Après avoir empêché Huawei d'acheter auprès de fournisseurs américains, le Département du commerce a accordé des licences à certains des plus grands partenaires américains de Huawei pour continuer à vendre à la société, ainsi que pour permettre aux petites entreprises de télécommunications rurales de continuer à acheter des équipements Huawei pour garder vos réseaux opérationnels.

Tir dans le pied

Huawei, qui a besoin de semi-conducteurs pour son smartphone et son équipement de télécommunications, s'est retrouvé au centre d'une bataille pour la domination technologique mondiale entre les États-Unis et la Chine, dont la relation s'est détériorée ces derniers mois sur les origines du coronavirus mortel.

Bien que le changement de règle vise à comprimer Huawei et à frapper les fonderies de puces sur lesquelles il est basé, les fabricants américains d'équipements de fabrication de puces peuvent faire face à des difficultés à long terme si les fabricants de puces développent de nouvelles sources d'équipement hors de portée. Règles américaines.

Mais pour l'instant, la plupart des fabricants de puces comptent sur des équipements produits par des sociétés américaines comme KLA, Lam Research et Applied Materials, qui n'ont pas répondu aux demandes de commentaires.

Alors que certains des outils complexes nécessaires à la fabrication de puces proviennent d'entreprises en dehors des États-Unis, telles que Tokyo Electron et Hitachi au Japon et ASML des Pays-Bas, les analystes disent qu'il serait difficile d'assembler une chaîne d'outils complète pour fabriquer des semi-conducteurs avancés sans au moins certains équipements Les Américains.

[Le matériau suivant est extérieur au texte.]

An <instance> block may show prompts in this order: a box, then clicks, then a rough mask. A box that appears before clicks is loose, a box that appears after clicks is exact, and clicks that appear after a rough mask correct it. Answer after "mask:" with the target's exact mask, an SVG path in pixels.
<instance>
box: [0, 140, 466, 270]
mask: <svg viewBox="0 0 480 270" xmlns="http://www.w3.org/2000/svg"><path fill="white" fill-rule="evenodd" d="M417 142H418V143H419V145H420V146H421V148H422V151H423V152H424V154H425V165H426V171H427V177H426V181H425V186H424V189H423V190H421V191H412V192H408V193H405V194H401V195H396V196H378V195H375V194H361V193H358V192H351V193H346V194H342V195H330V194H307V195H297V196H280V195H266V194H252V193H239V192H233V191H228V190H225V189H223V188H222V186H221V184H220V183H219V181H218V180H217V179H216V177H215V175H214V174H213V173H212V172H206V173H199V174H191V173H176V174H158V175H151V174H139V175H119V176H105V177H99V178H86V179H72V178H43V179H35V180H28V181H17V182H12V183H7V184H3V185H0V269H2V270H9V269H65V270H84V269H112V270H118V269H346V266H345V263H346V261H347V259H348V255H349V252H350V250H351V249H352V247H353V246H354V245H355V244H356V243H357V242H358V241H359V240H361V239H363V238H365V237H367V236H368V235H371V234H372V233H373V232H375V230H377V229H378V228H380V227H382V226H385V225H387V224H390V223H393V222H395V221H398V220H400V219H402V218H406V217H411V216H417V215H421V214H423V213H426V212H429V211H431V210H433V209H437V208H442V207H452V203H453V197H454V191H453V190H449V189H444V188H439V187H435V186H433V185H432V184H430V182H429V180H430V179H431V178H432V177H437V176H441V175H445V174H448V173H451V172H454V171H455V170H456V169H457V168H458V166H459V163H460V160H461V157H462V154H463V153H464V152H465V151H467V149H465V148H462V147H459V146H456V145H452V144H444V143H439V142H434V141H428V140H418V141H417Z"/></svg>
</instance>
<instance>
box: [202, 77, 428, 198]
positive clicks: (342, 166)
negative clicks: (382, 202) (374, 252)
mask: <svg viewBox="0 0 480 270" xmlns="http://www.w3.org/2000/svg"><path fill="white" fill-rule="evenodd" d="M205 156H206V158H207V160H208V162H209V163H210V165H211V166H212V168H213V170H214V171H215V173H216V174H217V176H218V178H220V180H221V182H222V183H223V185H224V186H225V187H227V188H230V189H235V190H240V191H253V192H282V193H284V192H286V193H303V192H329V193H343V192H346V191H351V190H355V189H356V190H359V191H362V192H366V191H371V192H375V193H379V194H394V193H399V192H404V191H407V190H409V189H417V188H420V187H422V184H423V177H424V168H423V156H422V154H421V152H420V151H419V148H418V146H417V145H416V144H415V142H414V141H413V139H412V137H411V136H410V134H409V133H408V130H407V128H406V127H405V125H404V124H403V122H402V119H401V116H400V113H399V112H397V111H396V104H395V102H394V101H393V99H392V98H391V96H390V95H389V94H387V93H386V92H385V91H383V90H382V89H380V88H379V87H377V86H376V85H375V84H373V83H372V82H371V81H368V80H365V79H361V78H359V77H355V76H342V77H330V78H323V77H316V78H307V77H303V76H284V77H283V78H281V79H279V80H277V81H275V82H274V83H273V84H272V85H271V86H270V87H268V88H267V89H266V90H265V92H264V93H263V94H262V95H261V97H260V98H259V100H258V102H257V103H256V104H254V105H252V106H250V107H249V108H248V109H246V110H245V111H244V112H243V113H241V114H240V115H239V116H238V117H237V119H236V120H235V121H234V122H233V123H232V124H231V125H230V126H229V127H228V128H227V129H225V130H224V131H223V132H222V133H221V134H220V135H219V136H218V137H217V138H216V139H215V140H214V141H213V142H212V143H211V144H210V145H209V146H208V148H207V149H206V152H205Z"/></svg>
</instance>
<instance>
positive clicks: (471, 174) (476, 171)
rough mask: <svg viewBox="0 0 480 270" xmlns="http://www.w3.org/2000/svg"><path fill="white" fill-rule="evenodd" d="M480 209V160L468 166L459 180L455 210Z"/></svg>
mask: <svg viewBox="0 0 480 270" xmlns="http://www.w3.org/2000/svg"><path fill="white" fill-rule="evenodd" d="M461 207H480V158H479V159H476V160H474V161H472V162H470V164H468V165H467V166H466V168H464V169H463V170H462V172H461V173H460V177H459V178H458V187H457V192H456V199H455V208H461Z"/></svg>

Le fardeau de la gestion de la nouvelle règle sera probablement ressenti par des fonderies comme TSMC qui achètent les outils, plutôt que par des sociétés américaines de semi-conducteurs comme Qualcomm Inc ou Nvidia Corp, qui utilisent ces fonderies dans le cadre de leur chaîne d'approvisionnement.

"Nous craignons que cette règle ne crée des incertitudes et des perturbations pour la chaîne d'approvisionnement mondiale des semi-conducteurs, mais elle semble être moins préjudiciable à l'industrie américaine des semi-conducteurs que les approches très larges précédemment envisagées", a déclaré le directeur général de l'association industrielle. Semiconductor, John Neuffer, dans un communiqué.